Uber Decides It Can’t Win In China As It Merges With Chinese Rival

By TechSecurityChina.com Editor
August 01, 2016

No major Western software or online business has ever succeeded on its own in China for a sustained period of time, so it's not remarkable that U.S.-based Uber has kowtowed to its Chinese rival in a billion-dollar deal.

While a few weeks and months ago it was viewed by China Internet watchers as foolhardy and blind avarice for Uber to continue its waste of money in China, it is now a sign of maturity that the company has figured out what Yahoo long ago figured out: if you can't beat them in China, join them in China. Yahoo many years ago gave up its Chinese operations to e-commerce giant Alibaba in exchange for a stake in Alibaba.

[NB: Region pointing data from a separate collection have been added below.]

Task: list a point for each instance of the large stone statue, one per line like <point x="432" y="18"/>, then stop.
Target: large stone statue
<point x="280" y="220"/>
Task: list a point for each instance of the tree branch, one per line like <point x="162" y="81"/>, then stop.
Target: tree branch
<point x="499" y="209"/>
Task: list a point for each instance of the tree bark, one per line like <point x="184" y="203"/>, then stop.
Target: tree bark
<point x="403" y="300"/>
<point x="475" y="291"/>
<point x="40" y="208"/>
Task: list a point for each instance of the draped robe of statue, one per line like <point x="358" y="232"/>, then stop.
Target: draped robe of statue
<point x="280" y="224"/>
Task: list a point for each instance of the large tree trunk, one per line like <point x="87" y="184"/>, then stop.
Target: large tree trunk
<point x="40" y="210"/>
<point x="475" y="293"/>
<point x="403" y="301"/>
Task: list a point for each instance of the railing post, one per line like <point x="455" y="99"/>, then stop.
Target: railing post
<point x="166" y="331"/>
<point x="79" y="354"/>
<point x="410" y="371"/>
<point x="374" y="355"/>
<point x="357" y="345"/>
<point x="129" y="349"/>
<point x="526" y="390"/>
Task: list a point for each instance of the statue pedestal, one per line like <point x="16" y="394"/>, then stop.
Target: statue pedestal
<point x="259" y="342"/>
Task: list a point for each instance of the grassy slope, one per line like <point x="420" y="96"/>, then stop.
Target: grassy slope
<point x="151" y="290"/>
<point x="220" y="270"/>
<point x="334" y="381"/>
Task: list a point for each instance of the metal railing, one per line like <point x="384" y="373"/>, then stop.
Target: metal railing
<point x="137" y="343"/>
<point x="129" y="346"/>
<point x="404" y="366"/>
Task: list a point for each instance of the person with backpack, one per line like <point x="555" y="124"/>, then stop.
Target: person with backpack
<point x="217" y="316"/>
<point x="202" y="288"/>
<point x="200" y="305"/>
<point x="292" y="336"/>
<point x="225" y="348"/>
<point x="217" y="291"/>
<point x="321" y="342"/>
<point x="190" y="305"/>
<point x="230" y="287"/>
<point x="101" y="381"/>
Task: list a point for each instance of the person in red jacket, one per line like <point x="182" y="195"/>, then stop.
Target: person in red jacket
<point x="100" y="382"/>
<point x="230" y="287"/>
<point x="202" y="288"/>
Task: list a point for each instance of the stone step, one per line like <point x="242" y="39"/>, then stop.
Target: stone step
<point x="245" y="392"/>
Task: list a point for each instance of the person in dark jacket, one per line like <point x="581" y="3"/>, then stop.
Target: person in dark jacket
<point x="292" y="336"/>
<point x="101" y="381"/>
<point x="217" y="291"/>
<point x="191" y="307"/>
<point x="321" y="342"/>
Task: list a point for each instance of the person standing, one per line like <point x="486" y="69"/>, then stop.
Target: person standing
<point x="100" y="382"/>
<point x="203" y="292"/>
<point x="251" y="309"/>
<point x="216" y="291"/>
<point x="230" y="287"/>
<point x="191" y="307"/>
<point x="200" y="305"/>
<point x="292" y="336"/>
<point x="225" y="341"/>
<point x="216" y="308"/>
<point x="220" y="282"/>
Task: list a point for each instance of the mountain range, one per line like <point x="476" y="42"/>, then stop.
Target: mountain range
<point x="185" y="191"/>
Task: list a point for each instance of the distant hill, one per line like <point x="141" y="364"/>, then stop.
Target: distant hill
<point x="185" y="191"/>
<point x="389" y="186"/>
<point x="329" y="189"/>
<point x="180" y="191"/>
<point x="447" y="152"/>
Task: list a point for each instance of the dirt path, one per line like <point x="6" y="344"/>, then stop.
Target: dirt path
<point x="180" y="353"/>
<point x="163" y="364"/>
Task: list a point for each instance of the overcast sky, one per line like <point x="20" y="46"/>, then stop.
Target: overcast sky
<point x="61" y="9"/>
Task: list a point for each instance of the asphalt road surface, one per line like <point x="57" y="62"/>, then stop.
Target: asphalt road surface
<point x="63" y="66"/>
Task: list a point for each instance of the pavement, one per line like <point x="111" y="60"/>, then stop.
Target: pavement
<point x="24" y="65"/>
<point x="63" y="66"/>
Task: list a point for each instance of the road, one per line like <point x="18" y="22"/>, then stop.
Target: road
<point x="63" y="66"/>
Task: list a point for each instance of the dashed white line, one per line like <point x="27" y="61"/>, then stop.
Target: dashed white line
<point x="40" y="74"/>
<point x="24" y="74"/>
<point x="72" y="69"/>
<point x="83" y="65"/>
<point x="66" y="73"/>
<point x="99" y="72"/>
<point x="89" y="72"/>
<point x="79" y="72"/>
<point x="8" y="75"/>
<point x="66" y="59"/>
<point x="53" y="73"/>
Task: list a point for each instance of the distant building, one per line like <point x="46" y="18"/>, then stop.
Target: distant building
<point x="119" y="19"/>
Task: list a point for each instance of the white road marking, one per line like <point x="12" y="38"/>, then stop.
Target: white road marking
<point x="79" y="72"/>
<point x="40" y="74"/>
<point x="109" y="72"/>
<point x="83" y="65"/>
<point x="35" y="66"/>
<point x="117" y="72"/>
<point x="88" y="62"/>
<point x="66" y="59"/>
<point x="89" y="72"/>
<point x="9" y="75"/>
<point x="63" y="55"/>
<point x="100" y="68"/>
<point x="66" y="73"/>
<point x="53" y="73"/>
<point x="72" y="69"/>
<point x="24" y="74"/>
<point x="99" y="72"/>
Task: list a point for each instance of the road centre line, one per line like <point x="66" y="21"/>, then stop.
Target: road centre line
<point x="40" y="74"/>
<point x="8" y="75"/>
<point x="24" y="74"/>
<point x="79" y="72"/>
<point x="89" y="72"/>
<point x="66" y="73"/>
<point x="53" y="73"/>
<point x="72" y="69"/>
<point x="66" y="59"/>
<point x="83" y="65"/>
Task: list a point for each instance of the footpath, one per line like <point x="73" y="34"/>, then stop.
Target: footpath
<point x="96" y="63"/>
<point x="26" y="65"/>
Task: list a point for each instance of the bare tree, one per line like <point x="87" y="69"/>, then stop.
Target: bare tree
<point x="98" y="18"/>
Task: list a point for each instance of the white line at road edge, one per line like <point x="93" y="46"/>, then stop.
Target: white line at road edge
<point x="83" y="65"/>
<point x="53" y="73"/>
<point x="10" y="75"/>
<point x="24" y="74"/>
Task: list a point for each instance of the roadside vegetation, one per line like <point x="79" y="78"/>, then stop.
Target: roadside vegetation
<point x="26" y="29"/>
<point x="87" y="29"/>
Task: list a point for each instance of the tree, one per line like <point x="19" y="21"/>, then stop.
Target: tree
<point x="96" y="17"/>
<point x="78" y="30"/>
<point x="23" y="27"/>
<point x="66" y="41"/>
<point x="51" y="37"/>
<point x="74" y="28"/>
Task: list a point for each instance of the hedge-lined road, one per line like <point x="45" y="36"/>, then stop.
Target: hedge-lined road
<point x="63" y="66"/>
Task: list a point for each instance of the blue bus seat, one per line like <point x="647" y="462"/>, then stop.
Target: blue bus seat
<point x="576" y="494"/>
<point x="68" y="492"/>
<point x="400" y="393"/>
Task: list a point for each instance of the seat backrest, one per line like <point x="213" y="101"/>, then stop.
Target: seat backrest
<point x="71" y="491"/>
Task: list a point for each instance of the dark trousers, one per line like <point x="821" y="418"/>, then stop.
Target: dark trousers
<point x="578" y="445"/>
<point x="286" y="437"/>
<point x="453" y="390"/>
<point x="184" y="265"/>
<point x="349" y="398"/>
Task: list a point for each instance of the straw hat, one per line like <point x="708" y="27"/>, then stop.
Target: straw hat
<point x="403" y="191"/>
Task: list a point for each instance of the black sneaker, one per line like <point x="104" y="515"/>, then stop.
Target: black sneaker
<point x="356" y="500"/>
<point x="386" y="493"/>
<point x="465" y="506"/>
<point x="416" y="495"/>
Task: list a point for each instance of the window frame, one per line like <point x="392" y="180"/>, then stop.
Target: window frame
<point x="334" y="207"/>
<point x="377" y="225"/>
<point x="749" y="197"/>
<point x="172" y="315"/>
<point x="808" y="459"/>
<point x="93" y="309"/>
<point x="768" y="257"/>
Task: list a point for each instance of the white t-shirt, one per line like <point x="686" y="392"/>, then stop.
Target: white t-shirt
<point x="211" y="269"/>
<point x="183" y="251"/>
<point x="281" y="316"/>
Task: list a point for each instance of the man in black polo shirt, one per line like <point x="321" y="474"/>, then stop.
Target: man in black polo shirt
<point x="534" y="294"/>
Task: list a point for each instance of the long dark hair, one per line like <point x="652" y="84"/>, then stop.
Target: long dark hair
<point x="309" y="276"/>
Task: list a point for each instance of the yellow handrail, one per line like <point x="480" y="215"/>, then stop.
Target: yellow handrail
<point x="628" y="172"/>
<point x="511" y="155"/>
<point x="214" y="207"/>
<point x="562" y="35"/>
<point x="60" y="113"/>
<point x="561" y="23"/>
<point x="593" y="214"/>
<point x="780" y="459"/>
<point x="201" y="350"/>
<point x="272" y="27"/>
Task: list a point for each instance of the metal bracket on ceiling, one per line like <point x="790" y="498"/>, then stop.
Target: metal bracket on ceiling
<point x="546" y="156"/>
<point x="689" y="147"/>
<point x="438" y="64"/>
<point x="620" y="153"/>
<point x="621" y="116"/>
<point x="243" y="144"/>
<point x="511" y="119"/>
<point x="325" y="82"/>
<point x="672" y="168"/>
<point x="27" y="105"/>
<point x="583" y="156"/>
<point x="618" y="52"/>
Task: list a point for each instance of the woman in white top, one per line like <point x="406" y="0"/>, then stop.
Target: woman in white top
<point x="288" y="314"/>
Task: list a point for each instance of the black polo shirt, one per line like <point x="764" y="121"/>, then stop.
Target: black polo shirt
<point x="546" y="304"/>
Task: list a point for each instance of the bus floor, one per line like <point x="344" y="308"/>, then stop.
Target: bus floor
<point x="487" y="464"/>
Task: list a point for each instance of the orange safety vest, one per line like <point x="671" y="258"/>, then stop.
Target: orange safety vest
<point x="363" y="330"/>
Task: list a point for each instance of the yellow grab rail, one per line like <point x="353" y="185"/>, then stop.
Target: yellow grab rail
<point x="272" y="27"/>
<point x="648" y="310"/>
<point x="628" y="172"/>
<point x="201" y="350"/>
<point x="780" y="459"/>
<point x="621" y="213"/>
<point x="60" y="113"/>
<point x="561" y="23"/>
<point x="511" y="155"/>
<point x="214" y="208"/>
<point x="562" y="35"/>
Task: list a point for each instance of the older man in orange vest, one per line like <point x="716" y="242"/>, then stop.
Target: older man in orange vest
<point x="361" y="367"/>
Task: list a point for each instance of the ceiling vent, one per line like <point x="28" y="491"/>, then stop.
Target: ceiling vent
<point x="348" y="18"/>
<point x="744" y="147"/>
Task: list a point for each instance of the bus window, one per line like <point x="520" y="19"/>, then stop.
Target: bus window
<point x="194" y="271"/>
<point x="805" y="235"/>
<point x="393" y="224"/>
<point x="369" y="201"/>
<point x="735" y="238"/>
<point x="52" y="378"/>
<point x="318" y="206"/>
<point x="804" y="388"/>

Uber will reportedly exchange its local Chinese operations for a 20% stake in Didi Chuxing, Media like WSJ.com are reporting that Didi will then invest USD1 billion in Uber at a USD68 billion valuation. This deal makes Uber then the biggest shareholder in Didi.

Last week word came from China's Ministry of Transportation that ridesharing services would be legalized in China. Many foreign media incorrectly saw this move as a boon for Uber, but actually it creates more roadblocks as the Ministry placed implementation decisions in the hands of the thousands of municipalities in which Uber would operate. So, essentially, Uber's business could very much still be blocked by local protectionists in China.

Uber quite possibly and smartly saw the move last week as a positive move by the Chinese government overall, but specifically that they would need to now spend lots more time and effort trying to win over local transportation and public security agencies throughout China.